In the MoMA’s Atrium Marina Abramovic sits at a wooden table dressed in a high-necked, long-sleeved navy blue dress that gathers in a pool of fabric at her feet. She’s lit on all sides by 5ks – big, bright, hot lights. Her face is serene and statuesque, her gaze completely focused, and you’re welcome to take the chair on the other side of the table and sit with her for as long as you like.

Meanwhile the rest of her retrospective, “The Artist is Present,” is happening upstairs, and really, it’s a happening. Far more than pictures on a wall in a series of white rooms, there’s an energy and ‘aliveness’ to Abramovic’s work. No doubt this has a lot to do with the bevy of reperformers who recreate some of her more famous performances throughout the exhibition and whose nakedness seems to titillate everyone in the room. The famous entrance, for example, the narrow space between the two naked sentries through which one must pass in order to get to the rest of the exhibit, has visitors scratching their beards. Mostly, I think, because MoMA has democratically provided a second entrance without a clothing optional policy, and so visitors have to make a decision. “If I go through the second entrance, am I a wimp or a prude?” or “If I go through the first, which way do I face?” Once on the other side I watched an older woman slip through the two bodies and do a little victory dance.

It’s a fitting introduction to Abramovic’s work, which is less about putting on a show for a seated audience and more about physical, tangible human interaction and emotional transference. If this sounds like performance art mumbo jumbo to you, consider Abramovic’s total commitment to her work and her unbelievable discipline. During some performances, especially those that last several days, she fasts and doesn’t speak, as in “The House With Ocean View,” the 2002 piece in which she lived in a NY gallery for 12 days and was on view to the public for all of her daily functions.

Abramovic doesn’t show up and give a performance and then go home to her normal life. The performance is her life and her life is the performance.

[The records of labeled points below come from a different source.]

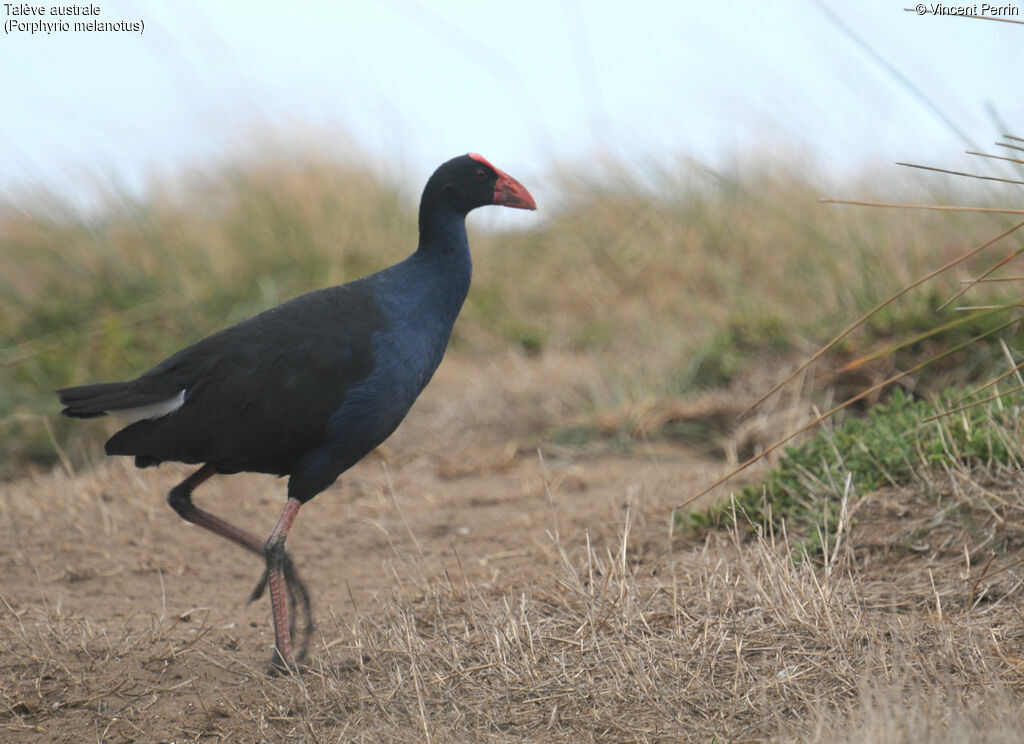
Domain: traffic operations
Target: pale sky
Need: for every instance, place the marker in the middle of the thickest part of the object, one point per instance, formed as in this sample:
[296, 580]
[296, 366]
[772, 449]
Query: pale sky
[528, 84]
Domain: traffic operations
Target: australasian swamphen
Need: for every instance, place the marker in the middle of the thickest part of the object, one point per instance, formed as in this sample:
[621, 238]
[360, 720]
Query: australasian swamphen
[308, 388]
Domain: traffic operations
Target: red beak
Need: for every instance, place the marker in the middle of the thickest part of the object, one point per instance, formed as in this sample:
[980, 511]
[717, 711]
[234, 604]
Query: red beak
[509, 192]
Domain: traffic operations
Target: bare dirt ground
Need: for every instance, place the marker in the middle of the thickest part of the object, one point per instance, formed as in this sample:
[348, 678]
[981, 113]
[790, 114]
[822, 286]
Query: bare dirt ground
[468, 588]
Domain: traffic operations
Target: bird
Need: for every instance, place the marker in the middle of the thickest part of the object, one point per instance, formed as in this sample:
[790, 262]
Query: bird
[308, 388]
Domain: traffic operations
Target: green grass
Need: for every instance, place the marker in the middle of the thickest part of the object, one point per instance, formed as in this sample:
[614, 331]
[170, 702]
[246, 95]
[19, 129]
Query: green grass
[898, 442]
[676, 277]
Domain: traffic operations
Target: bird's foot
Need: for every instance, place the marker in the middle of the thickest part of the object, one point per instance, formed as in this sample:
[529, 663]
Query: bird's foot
[299, 602]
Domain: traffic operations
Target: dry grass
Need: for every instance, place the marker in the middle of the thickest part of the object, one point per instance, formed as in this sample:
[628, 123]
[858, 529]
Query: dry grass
[610, 630]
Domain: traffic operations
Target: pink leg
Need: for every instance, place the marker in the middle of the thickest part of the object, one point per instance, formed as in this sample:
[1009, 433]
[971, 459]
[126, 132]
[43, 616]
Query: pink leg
[279, 583]
[286, 586]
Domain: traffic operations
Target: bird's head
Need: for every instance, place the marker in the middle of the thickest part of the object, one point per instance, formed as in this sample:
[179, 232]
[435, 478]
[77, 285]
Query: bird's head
[470, 181]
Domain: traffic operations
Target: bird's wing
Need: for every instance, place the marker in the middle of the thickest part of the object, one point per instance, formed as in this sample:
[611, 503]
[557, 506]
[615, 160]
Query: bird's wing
[258, 395]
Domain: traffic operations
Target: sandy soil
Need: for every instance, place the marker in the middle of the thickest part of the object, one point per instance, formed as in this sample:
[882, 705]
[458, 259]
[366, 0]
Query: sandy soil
[460, 493]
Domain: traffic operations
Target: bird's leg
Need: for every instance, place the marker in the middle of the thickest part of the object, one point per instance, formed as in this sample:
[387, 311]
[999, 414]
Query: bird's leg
[180, 500]
[279, 580]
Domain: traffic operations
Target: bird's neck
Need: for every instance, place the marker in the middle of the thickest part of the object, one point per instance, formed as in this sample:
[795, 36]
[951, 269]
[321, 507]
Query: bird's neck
[442, 230]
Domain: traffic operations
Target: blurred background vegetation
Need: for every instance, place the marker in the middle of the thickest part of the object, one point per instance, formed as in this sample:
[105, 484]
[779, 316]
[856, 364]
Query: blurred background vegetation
[675, 278]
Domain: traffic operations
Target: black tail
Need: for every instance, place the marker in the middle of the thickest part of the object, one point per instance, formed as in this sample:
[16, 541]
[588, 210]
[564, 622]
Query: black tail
[89, 401]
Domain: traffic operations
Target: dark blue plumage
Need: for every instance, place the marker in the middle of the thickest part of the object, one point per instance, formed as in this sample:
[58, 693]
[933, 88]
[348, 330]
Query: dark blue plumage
[308, 388]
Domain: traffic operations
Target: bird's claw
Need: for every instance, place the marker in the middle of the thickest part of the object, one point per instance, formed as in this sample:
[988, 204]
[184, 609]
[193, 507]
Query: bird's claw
[298, 596]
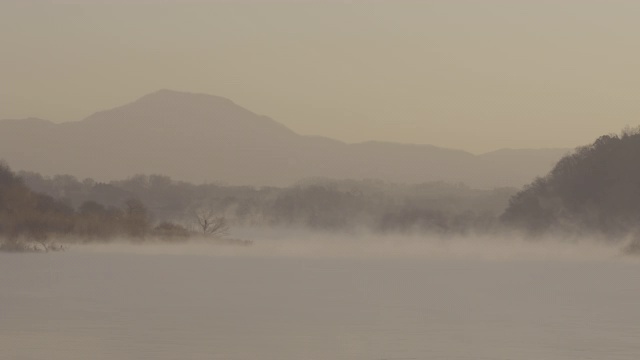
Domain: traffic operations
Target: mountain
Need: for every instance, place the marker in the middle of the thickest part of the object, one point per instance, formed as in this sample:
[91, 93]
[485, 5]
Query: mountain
[197, 138]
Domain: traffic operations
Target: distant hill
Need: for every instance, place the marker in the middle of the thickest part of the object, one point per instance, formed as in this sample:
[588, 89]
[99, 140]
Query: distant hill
[594, 190]
[197, 138]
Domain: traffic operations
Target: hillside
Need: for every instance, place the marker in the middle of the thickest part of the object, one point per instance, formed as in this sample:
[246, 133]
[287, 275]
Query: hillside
[198, 138]
[596, 189]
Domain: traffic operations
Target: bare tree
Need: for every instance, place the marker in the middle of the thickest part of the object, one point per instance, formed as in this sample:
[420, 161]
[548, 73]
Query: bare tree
[210, 223]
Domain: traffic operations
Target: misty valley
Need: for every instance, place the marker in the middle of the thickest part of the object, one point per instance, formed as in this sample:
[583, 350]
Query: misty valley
[338, 267]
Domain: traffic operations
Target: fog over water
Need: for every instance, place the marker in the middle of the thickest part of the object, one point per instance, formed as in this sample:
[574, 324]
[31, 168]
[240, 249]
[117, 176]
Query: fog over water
[303, 296]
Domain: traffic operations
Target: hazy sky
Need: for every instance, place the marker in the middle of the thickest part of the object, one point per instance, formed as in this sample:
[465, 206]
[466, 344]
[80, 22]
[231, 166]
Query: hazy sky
[474, 75]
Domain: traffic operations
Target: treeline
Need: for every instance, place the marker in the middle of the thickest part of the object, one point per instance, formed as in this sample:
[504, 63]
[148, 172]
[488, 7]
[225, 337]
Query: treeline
[595, 190]
[318, 204]
[31, 220]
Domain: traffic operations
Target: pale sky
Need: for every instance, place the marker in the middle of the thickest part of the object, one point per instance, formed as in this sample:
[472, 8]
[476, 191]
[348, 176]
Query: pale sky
[472, 75]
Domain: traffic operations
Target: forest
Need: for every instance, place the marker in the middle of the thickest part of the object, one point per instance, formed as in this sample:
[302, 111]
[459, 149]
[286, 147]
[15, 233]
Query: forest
[145, 207]
[594, 191]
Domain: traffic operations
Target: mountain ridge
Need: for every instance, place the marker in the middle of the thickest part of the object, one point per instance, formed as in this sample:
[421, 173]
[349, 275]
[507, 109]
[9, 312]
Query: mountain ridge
[198, 137]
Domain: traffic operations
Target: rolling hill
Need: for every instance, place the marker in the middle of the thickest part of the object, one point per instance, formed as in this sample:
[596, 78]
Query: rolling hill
[198, 138]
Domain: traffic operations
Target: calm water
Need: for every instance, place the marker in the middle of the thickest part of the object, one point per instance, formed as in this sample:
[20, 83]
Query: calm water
[101, 305]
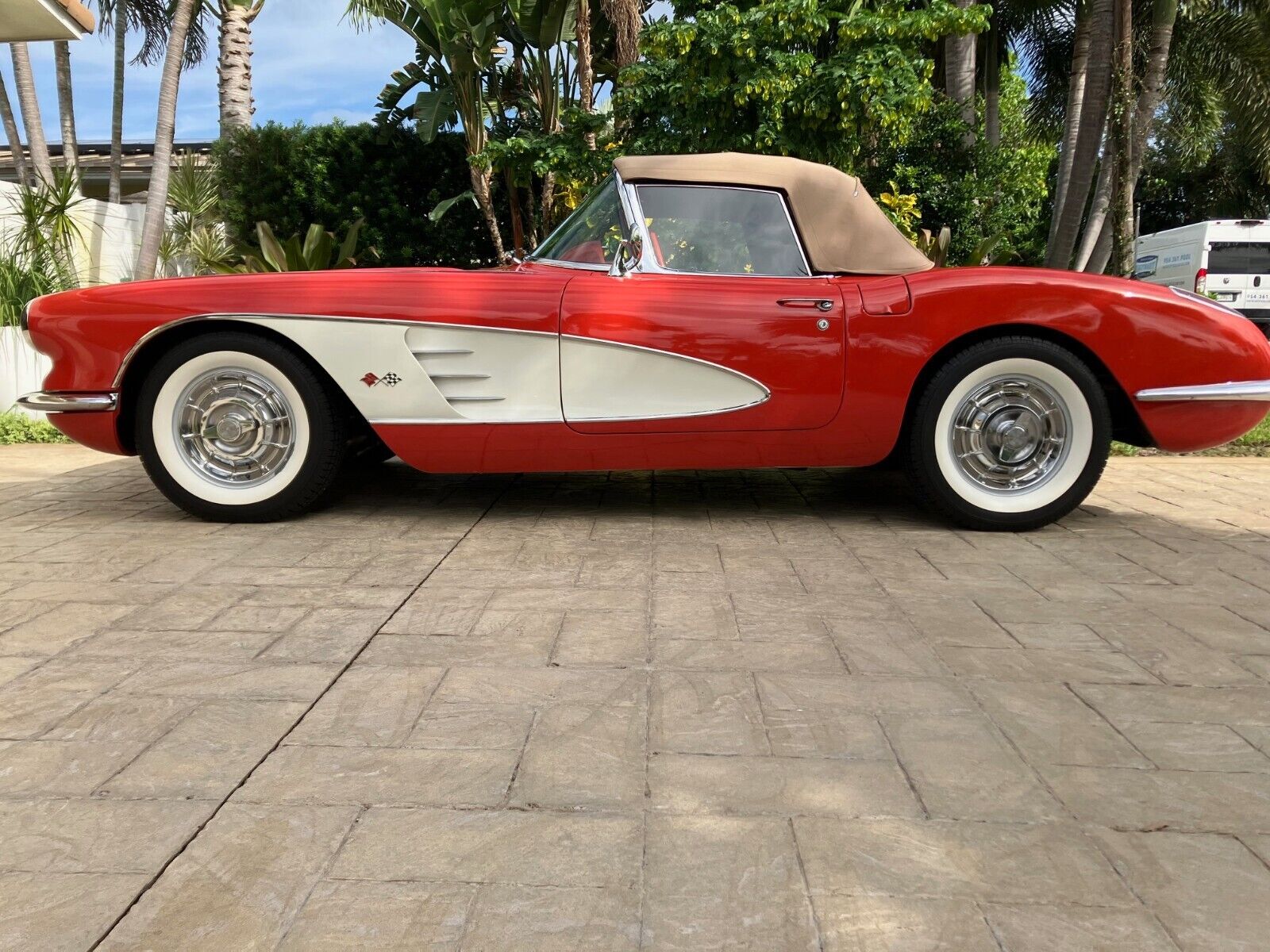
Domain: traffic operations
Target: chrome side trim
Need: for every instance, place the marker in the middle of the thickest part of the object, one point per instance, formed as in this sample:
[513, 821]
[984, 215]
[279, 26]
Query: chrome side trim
[247, 317]
[48, 403]
[671, 416]
[432, 422]
[759, 384]
[1250, 390]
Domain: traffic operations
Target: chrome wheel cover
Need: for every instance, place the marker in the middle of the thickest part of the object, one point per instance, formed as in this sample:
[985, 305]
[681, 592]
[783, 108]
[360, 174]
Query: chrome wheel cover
[1010, 435]
[234, 427]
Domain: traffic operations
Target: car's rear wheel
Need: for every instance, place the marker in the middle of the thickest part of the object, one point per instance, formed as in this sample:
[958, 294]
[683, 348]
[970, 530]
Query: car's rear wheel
[238, 428]
[1010, 435]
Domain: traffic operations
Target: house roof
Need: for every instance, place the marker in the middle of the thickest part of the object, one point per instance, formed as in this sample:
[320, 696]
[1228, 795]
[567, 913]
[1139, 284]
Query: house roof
[44, 19]
[842, 228]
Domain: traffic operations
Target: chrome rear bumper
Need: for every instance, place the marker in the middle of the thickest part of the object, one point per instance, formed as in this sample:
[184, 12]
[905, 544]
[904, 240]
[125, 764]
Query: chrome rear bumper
[1236, 390]
[44, 403]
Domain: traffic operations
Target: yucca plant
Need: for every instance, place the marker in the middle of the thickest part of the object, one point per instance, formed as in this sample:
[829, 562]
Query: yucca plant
[315, 251]
[196, 241]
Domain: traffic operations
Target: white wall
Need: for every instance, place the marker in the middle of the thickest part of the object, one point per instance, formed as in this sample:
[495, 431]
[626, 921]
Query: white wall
[22, 368]
[107, 253]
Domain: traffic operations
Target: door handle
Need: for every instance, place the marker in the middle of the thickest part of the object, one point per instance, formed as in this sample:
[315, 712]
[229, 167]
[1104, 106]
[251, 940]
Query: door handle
[819, 304]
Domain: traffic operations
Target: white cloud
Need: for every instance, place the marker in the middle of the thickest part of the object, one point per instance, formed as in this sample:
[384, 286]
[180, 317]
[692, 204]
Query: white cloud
[309, 65]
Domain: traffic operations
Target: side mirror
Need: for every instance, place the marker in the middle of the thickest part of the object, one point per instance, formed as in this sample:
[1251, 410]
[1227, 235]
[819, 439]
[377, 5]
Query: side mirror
[626, 258]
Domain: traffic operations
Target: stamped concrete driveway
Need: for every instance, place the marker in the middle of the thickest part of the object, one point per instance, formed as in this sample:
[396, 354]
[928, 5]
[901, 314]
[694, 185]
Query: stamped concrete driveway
[741, 710]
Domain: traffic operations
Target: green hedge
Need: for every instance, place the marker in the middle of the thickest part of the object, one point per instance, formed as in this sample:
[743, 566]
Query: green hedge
[296, 175]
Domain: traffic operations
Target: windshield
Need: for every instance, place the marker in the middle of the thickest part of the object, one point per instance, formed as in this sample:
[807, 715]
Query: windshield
[591, 234]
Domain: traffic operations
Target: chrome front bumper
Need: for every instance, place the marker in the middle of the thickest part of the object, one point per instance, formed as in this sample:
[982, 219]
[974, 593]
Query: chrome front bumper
[46, 403]
[1237, 390]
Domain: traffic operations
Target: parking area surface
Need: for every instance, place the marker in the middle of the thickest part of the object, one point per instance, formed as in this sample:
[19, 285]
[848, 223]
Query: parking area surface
[673, 711]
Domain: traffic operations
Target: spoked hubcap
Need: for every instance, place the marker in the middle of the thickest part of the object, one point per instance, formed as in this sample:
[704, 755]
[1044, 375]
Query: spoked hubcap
[234, 427]
[1010, 433]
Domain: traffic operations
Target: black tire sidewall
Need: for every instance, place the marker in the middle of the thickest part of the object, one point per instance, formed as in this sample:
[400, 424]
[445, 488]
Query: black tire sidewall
[924, 466]
[327, 431]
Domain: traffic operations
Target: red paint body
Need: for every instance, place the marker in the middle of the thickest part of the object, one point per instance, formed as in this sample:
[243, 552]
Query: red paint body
[838, 397]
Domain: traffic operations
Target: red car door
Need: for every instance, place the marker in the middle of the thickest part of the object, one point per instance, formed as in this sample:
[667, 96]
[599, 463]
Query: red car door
[658, 352]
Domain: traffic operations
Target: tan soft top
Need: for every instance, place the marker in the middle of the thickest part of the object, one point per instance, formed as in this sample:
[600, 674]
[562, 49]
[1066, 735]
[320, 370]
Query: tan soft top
[844, 230]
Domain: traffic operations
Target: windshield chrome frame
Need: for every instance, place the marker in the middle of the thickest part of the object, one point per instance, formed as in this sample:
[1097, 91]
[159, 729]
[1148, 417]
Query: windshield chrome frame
[633, 222]
[649, 263]
[625, 220]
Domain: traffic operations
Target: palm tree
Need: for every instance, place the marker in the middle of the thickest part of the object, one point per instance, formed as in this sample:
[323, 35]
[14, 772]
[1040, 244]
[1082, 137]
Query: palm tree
[1094, 78]
[67, 106]
[165, 129]
[235, 19]
[118, 19]
[586, 67]
[10, 131]
[959, 74]
[25, 82]
[455, 42]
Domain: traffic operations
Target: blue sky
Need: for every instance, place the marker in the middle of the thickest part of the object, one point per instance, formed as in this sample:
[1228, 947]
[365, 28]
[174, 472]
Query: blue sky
[309, 67]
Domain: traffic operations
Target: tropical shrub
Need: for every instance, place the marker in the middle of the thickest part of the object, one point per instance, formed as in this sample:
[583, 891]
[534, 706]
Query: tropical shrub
[292, 175]
[317, 251]
[979, 192]
[806, 78]
[19, 428]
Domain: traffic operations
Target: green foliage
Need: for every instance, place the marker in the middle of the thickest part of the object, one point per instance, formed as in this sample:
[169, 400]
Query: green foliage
[37, 251]
[194, 241]
[806, 78]
[979, 192]
[18, 428]
[19, 285]
[337, 175]
[317, 251]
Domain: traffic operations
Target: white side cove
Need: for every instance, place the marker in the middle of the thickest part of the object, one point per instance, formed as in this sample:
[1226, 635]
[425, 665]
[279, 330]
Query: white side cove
[406, 372]
[605, 381]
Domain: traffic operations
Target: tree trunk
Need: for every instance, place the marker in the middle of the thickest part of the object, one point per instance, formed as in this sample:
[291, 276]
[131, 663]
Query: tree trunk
[1164, 16]
[626, 19]
[514, 202]
[1122, 130]
[67, 106]
[121, 35]
[959, 75]
[165, 129]
[480, 188]
[1099, 207]
[31, 120]
[992, 88]
[586, 73]
[1094, 113]
[10, 131]
[1071, 116]
[235, 67]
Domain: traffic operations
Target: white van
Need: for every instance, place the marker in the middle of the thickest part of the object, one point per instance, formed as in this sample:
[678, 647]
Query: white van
[1229, 260]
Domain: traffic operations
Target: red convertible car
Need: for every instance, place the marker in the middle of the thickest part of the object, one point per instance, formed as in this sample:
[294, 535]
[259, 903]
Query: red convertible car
[705, 311]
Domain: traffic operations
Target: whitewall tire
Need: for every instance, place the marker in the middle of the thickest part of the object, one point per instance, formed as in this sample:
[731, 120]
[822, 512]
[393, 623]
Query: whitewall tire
[1010, 435]
[238, 428]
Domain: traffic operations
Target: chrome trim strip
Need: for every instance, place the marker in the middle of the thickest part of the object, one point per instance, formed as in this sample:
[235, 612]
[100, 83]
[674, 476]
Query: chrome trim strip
[630, 192]
[679, 357]
[670, 416]
[1251, 390]
[448, 422]
[249, 317]
[52, 403]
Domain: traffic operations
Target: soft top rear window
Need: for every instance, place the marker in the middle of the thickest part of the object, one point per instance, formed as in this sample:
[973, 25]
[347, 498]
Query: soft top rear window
[1238, 258]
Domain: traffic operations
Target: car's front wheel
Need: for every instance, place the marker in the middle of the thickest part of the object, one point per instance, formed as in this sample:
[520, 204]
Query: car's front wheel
[1010, 435]
[238, 428]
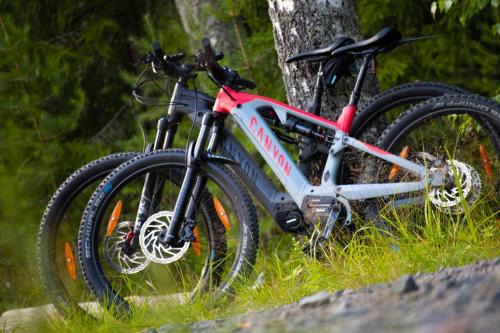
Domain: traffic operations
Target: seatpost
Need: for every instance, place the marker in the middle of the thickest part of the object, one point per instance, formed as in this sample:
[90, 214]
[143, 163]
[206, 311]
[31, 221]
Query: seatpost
[315, 107]
[307, 147]
[356, 93]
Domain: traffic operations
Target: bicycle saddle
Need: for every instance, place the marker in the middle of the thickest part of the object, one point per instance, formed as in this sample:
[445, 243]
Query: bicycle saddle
[384, 39]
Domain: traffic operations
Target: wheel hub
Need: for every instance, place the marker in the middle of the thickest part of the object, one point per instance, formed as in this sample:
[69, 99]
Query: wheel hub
[150, 240]
[115, 251]
[448, 197]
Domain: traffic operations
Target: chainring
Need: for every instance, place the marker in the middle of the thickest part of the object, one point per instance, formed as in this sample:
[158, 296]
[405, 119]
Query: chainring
[115, 255]
[149, 240]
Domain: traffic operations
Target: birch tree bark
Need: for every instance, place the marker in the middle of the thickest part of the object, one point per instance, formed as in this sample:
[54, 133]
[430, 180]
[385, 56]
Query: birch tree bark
[301, 25]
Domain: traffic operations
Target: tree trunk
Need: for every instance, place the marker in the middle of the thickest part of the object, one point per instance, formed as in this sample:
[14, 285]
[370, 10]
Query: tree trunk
[301, 25]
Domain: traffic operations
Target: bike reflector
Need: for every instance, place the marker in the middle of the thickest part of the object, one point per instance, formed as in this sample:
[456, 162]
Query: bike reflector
[70, 261]
[113, 220]
[197, 243]
[222, 214]
[395, 168]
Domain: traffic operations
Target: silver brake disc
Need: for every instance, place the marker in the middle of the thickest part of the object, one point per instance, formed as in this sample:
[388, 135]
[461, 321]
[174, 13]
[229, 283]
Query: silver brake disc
[449, 198]
[115, 254]
[149, 240]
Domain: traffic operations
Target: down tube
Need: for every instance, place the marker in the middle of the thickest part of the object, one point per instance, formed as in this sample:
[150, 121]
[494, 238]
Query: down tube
[251, 174]
[269, 147]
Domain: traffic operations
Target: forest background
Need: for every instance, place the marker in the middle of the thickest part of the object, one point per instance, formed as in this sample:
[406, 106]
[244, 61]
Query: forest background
[66, 71]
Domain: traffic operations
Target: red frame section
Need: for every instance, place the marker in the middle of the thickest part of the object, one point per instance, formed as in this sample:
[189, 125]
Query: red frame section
[227, 99]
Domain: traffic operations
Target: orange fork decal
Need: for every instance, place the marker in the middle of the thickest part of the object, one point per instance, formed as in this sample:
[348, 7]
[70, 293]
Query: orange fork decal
[485, 158]
[395, 168]
[70, 261]
[221, 213]
[197, 242]
[113, 220]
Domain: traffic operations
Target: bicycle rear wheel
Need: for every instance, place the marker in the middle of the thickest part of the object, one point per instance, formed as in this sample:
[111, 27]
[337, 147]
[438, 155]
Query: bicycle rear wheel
[455, 132]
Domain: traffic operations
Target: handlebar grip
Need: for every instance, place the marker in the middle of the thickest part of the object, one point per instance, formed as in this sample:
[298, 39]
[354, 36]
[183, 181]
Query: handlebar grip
[219, 56]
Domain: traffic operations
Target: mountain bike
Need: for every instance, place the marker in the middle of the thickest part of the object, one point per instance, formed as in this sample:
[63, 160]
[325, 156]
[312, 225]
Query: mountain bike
[166, 236]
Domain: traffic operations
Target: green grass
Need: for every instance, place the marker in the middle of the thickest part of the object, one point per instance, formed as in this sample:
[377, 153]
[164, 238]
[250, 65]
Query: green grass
[435, 240]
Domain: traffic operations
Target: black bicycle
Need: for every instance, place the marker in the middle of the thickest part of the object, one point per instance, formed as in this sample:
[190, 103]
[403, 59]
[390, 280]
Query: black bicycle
[231, 177]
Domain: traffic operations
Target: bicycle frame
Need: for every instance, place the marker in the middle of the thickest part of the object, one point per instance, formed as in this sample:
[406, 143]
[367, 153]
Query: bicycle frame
[244, 109]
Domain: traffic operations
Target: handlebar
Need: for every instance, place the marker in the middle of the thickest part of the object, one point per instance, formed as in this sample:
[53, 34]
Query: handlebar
[222, 75]
[206, 60]
[168, 63]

In fact there’s a good chance that as you’re reading this she’s sitting in MoMA looking into a stranger’s face, never breaking her gaze. And when you finish reading and go on to something else, when you’re at work and when you go home afterwards and eat your dinner, she’ll still be there. And if at any point you’re not sure, you can even watch her. It’s a commitment to her art that is admittedly tiring to watch but thrilling to witness, and if you accept her invitation to participate in it with her it’s an experience that cannot be put into words, which is, of course, her intention.

Marina Abramovic: The Artist is Present at MoMA until May 31, 2010.